Pero, ¿qué extraña celebración es ésa, la de la poesía, el arte, hoy más asediados que nunca? ¿Celebración de lo irracional, de lo inútil, de lo arbitrario? Ciertamente todas estas notas son inseparables de quien busca a tientas, en el íntimo pozo interior de la conciencia subjetiva, lo nunca dicho, porque, sólo en parte y a duras penas, es expresable. Hay que hablar de ello, pero con la voluntad de preservar el misterio, agrandando la distancia que separa el signo, la palabra, de su plano significado convencional, establecido. Hay que devolver a cada término la pureza original que poseyó como invocación y como pregunta. Hay que rescatarlo de su trivial manipulación funcional, de su impuesta rigidez como simple mandato que apaga la vida antes de que ésta desate su bello y pavoroso incendio, el que ilumina las oscuras y secretas sendas de la existencia en su precipitada carrera hacia la muerte, ese fértil abrevadero de la memoria.

Me enamoré de la poesía de Gamoneda al leer unos versos, ya antiguos, en los que evocaba las acariciadoras manos de su madre al despertarle en las frías madrugadas de invierno; pero, con Arden las pérdidas, nos habla desde el más allá del arte, desde esa extrema tensión que ensancha y ahonda la realidad que los signos abarcan, forzando al máximo su elasticidad, aunque haya que romper las costuras y sangren caudalosamente los significados como heridas frescas, vivificantes. Tal es, a mi entender, la misión del arte: aportar, siquiera, una pequeña llama al reino de las sombras para que no todo quede dominado por la seca claridad incombustible de lo consabido, lo unívoco, lo uniforme.

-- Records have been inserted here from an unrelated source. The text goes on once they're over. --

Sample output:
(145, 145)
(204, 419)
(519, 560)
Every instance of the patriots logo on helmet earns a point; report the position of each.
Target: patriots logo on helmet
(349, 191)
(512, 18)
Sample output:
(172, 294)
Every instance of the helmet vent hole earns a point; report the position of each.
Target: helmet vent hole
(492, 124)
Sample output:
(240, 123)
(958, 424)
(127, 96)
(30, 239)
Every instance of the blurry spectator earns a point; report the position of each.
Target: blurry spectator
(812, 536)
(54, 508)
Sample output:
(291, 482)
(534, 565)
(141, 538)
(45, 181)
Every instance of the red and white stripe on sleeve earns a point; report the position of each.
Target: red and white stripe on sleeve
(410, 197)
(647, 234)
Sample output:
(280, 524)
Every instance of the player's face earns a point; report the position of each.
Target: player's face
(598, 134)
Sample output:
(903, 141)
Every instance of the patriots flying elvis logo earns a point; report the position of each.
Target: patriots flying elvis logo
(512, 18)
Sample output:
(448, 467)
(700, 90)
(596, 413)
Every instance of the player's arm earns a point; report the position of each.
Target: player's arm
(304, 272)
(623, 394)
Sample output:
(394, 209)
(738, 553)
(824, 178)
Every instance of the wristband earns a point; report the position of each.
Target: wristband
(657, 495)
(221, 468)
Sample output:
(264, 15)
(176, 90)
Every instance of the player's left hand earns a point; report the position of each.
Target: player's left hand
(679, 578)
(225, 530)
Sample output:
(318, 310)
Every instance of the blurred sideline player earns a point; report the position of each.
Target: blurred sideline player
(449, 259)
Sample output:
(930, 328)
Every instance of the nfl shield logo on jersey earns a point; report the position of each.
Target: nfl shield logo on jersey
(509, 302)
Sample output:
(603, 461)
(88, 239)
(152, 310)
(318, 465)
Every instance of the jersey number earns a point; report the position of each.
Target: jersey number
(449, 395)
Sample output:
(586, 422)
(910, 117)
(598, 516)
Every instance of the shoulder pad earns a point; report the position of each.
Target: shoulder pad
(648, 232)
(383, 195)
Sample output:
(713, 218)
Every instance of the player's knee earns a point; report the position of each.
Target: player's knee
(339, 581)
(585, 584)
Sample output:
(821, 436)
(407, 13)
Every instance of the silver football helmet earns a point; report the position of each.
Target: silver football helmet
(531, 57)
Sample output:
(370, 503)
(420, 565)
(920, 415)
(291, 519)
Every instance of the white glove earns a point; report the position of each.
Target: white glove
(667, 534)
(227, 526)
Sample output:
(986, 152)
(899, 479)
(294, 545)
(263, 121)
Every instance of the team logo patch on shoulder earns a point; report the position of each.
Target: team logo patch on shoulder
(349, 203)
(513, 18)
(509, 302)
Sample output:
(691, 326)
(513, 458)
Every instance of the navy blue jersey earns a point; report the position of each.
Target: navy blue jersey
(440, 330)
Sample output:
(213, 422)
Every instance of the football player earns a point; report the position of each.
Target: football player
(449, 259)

La conquista de lo incomprensible deviene de esta manera la más prodigiosa hazaña.

"Cierto, la verdad es un armario lleno de sombra...", deja caer Gamoneda, que se pregunta, ante el manantial de su música interior, "¿qué significa finalmente / ese placer sin esperanza?". He aquí el testamento -el testimonio- de su agonía y serenidad: "Quizá soy transparente y ya estoy solo sin saberlo. En cualquier caso, ya / la única sabiduría es el olvido". La poesía, lección de tinieblas.